Bug 262057
| Summary: | Properly clamp INT_MIN for legacy CJK counter style algorithms | ||
|---|---|---|---|
| Product: | WebKit | Reporter: | Ahmad Saleem <ahmad.saleem792> |
| Component: | CSS | Assignee: | Nobody <webkit-unassigned> |
| Status: | NEW | ||
| Severity: | Normal | CC: | karlcow, ntim, vitor.roriz, webkit-bug-importer |
| Priority: | P2 | Keywords: | BrowserCompat, InRadar |
| Version: | WebKit Nightly Build | ||
| Hardware: | Unspecified | ||
| OS: | Unspecified | ||
Ahmad Saleem
Hi Team,
While going through Blink's commit, came across another failing test case:
Test Case: https://jsfiddle.net/mgLf0z3e/
^ Safari Technology Preview 179 shows '-2147483648' rather than word. Both Chrome Canary 119 and Firefox Nightly 119 match each other. Hence, added 'BrowserCompat' tag.

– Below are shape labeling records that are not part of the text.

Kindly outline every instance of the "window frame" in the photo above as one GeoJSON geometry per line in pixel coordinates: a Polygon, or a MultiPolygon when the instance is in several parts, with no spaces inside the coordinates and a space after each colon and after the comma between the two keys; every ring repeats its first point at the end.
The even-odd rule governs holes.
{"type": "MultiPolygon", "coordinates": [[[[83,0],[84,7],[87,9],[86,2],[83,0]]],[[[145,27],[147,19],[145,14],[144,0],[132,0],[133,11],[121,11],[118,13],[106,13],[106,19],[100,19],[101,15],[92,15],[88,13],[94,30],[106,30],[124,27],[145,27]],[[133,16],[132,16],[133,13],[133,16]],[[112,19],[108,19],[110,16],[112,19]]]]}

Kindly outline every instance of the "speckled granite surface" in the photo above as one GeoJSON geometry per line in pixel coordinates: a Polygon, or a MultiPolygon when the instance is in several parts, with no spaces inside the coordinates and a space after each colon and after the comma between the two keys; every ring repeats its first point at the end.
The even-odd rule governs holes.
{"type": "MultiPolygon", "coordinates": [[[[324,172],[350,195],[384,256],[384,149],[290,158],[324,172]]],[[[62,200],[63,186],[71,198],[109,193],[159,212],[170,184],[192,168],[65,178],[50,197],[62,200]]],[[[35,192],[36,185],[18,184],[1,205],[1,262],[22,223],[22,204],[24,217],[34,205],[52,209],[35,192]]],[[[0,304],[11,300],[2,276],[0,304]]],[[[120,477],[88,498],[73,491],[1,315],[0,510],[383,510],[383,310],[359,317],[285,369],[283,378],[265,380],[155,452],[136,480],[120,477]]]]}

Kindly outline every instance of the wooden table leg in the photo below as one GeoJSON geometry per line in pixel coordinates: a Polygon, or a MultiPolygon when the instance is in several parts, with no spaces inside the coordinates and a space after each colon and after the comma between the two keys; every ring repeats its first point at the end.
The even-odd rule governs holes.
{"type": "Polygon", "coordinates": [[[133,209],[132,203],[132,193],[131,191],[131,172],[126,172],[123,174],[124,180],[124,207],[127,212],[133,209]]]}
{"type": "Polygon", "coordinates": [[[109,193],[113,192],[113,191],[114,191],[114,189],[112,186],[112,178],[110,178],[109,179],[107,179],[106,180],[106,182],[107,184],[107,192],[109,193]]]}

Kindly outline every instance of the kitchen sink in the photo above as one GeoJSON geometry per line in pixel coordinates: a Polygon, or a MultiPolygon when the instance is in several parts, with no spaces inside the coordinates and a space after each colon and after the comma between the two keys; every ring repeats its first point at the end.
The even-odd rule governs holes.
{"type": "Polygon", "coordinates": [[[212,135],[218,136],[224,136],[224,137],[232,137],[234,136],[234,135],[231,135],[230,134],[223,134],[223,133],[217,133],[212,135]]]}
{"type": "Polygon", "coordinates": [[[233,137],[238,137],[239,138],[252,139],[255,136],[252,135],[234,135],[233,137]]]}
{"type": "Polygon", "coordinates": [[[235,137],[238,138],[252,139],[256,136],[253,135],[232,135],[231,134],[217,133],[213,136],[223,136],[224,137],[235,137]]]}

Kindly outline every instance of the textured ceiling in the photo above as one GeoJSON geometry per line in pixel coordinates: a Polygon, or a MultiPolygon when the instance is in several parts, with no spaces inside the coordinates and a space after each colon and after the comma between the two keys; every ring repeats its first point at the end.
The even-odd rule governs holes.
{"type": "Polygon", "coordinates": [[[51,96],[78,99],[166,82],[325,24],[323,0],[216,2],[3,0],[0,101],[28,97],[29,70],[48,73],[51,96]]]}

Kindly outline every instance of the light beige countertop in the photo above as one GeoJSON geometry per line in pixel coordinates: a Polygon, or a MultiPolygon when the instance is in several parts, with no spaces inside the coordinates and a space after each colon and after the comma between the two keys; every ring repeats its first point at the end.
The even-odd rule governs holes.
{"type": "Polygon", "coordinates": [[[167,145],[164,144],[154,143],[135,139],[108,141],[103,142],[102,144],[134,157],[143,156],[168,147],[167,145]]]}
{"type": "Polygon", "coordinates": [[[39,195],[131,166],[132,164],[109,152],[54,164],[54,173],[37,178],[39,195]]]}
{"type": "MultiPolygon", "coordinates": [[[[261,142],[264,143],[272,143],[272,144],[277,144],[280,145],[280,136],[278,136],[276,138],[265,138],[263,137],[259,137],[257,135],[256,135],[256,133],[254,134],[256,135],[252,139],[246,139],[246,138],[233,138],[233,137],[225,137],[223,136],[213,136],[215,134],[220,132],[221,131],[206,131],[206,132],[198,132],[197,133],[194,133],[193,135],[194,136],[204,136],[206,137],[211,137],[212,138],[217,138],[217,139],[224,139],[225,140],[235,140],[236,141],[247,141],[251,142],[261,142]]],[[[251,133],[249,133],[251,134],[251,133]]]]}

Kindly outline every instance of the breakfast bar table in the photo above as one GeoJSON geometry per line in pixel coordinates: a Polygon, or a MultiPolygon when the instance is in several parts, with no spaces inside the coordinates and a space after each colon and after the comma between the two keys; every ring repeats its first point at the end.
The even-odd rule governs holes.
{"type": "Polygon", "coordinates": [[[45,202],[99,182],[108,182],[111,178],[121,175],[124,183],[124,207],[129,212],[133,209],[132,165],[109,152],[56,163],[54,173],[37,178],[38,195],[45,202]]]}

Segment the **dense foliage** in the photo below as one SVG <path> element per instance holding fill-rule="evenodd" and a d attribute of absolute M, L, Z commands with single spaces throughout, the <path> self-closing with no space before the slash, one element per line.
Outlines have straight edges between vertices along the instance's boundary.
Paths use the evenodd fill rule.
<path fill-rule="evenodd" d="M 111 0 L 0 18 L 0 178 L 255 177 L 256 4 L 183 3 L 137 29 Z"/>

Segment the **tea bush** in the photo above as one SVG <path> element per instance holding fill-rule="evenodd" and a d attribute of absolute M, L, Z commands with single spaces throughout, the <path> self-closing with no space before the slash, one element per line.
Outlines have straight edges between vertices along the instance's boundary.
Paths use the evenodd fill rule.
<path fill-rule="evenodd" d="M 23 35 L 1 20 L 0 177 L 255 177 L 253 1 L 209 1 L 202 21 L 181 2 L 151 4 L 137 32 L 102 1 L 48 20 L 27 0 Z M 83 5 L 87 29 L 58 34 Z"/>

Blink Commit: https://chromium.googlesource.com/chromium/src/+/fb1994451ba223e35d00a30ffa170120978b19df
Just wanted to raise so we can fix it.
@CCing - Vitor and Tim for their work on counter-style work.
Thanks!
| Attachments | ||
|---|---|---|
| Add attachment proposed patch, testcase, etc. |
Radar WebKit Bug Importer
<rdar://problem/116355180>
Ahmad Saleem
Tried following:
static int absoluteValueForLegacyCJKAlogrithms(int value)
{
// @counter-style algorithm works on absolute value, but the legacy
// implementation works on the original value (and handles negative sign on
// its own). Clamp to the signed int range before proceeding.
if (UNLIKELY(value == std::numeric_limits<int>::min()))

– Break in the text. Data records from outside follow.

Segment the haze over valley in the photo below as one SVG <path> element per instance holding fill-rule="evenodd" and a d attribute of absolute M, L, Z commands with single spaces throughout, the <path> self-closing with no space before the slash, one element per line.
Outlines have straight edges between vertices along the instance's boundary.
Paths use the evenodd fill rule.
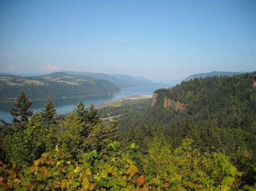
<path fill-rule="evenodd" d="M 256 190 L 255 8 L 0 1 L 0 190 Z"/>

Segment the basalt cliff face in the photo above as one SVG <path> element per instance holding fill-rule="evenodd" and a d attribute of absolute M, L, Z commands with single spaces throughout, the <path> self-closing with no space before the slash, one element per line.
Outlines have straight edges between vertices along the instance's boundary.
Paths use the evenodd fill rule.
<path fill-rule="evenodd" d="M 167 90 L 166 90 L 167 91 Z M 154 92 L 152 95 L 151 108 L 154 107 L 162 107 L 169 109 L 172 108 L 175 111 L 184 111 L 185 108 L 185 104 L 179 101 L 175 101 L 168 97 L 167 92 L 158 93 Z"/>
<path fill-rule="evenodd" d="M 164 98 L 164 108 L 172 108 L 175 111 L 184 111 L 185 105 L 180 101 L 175 101 L 165 97 Z"/>
<path fill-rule="evenodd" d="M 158 95 L 158 94 L 155 93 L 154 92 L 153 93 L 151 107 L 153 107 L 154 105 L 156 105 L 156 103 L 157 103 L 157 97 Z"/>

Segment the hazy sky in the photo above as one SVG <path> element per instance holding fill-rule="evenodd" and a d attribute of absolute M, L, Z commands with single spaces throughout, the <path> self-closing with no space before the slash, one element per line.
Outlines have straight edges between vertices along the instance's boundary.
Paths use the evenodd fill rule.
<path fill-rule="evenodd" d="M 252 71 L 255 1 L 0 0 L 0 72 Z"/>

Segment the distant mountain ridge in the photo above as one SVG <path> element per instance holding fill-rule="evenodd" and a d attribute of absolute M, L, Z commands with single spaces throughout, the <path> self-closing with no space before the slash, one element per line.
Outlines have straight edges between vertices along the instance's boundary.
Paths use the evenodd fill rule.
<path fill-rule="evenodd" d="M 0 101 L 13 101 L 24 90 L 31 99 L 112 94 L 120 88 L 111 82 L 63 72 L 33 77 L 0 75 Z"/>
<path fill-rule="evenodd" d="M 63 71 L 58 72 L 63 72 L 66 74 L 72 75 L 79 75 L 86 76 L 87 77 L 93 77 L 99 80 L 107 80 L 114 84 L 118 88 L 127 88 L 131 87 L 137 87 L 140 86 L 150 86 L 157 85 L 159 83 L 152 82 L 143 76 L 132 76 L 123 74 L 109 74 L 101 73 L 91 73 L 87 72 L 79 71 Z M 45 75 L 51 75 L 56 73 L 56 72 L 49 74 L 40 74 L 36 73 L 0 73 L 0 75 L 9 75 L 18 77 L 37 77 Z"/>
<path fill-rule="evenodd" d="M 122 74 L 109 74 L 100 73 L 90 73 L 86 72 L 64 71 L 70 74 L 85 75 L 97 79 L 111 81 L 118 88 L 126 88 L 139 86 L 156 85 L 158 83 L 151 81 L 143 76 L 131 76 Z"/>
<path fill-rule="evenodd" d="M 205 73 L 199 73 L 199 74 L 193 74 L 187 78 L 186 78 L 184 81 L 188 81 L 190 80 L 193 80 L 196 77 L 197 78 L 206 78 L 207 77 L 213 77 L 214 76 L 232 76 L 234 75 L 238 75 L 238 74 L 242 74 L 245 73 L 245 72 L 219 72 L 219 71 L 212 71 L 211 72 L 207 72 Z"/>

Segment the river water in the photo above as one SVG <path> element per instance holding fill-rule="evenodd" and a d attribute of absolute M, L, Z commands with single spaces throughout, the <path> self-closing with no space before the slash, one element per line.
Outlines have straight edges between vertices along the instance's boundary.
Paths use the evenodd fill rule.
<path fill-rule="evenodd" d="M 106 95 L 91 97 L 84 97 L 79 98 L 69 98 L 65 99 L 53 100 L 52 102 L 55 104 L 57 112 L 58 114 L 64 114 L 74 109 L 76 104 L 82 100 L 84 102 L 86 107 L 89 107 L 91 102 L 96 107 L 102 103 L 109 102 L 113 100 L 119 99 L 137 95 L 152 94 L 157 89 L 163 88 L 160 86 L 138 86 L 122 88 L 121 91 L 113 95 Z M 30 108 L 34 112 L 41 111 L 46 100 L 33 101 L 33 104 Z M 0 103 L 0 118 L 7 122 L 11 121 L 9 110 L 13 107 L 12 102 Z"/>

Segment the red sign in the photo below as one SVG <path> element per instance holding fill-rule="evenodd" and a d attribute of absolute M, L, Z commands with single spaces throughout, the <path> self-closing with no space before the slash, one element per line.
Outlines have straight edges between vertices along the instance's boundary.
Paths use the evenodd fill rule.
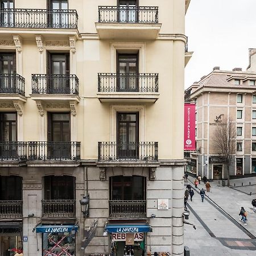
<path fill-rule="evenodd" d="M 185 103 L 184 109 L 184 150 L 196 150 L 196 104 Z"/>

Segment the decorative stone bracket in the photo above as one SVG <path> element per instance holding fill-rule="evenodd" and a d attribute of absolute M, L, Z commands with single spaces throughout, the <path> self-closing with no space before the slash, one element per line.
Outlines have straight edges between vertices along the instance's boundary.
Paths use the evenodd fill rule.
<path fill-rule="evenodd" d="M 150 167 L 149 168 L 150 180 L 155 180 L 156 179 L 156 177 L 155 176 L 156 171 L 156 167 Z"/>
<path fill-rule="evenodd" d="M 100 168 L 100 180 L 101 180 L 101 181 L 105 181 L 106 179 L 106 168 Z"/>

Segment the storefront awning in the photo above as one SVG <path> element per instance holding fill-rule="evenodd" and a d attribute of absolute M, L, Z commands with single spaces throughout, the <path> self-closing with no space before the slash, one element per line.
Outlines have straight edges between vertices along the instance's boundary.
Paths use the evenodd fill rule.
<path fill-rule="evenodd" d="M 78 230 L 78 226 L 72 225 L 42 225 L 38 226 L 36 228 L 36 233 L 65 233 L 75 230 L 76 232 Z"/>
<path fill-rule="evenodd" d="M 105 229 L 109 233 L 152 232 L 148 224 L 107 224 Z"/>

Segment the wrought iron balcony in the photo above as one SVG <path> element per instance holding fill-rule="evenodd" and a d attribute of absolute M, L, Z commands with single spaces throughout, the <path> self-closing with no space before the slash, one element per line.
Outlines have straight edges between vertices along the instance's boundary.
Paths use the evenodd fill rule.
<path fill-rule="evenodd" d="M 0 218 L 22 218 L 22 201 L 0 201 Z"/>
<path fill-rule="evenodd" d="M 158 23 L 158 7 L 99 6 L 98 22 Z"/>
<path fill-rule="evenodd" d="M 110 218 L 146 218 L 146 201 L 109 201 L 109 212 Z"/>
<path fill-rule="evenodd" d="M 158 92 L 156 73 L 98 73 L 99 92 Z"/>
<path fill-rule="evenodd" d="M 79 94 L 79 79 L 75 75 L 32 75 L 32 93 Z"/>
<path fill-rule="evenodd" d="M 25 79 L 18 74 L 0 74 L 0 93 L 25 96 Z"/>
<path fill-rule="evenodd" d="M 77 160 L 80 159 L 80 142 L 28 142 L 30 160 Z"/>
<path fill-rule="evenodd" d="M 42 217 L 75 218 L 76 200 L 42 200 Z"/>
<path fill-rule="evenodd" d="M 27 142 L 0 141 L 0 160 L 27 160 Z"/>
<path fill-rule="evenodd" d="M 158 160 L 158 142 L 108 142 L 98 143 L 99 162 Z"/>
<path fill-rule="evenodd" d="M 77 28 L 75 10 L 0 9 L 0 27 Z"/>

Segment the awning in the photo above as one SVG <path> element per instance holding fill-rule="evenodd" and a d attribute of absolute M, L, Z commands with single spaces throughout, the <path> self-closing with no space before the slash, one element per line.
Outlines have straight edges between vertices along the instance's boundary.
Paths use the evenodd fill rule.
<path fill-rule="evenodd" d="M 148 224 L 107 224 L 105 229 L 109 233 L 152 232 Z"/>
<path fill-rule="evenodd" d="M 36 233 L 64 233 L 71 232 L 75 230 L 76 232 L 78 230 L 78 226 L 72 225 L 42 225 L 38 226 L 36 228 Z"/>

return std::numeric_limits<int>::max();
else
return std::abs(value);
}
and then 'return' modified like this:
return counterForSystemCJK(absoluteValueForLegacyCJKAlogrithms(value), simplifiedChineseInformalTable, Formality::Informal);
and then 'CSSCounterStyle::initialRepresentation' updated to have following as 'absoluteValue':
unsigned absoluteValue = value == std::numeric_limits<int>::min() ? static_cast<unsigned>(std::numeric_limits<int>::max()) + 1u : std::abs(value);
___
Following does not fix the test case (at least running via JSFiddle).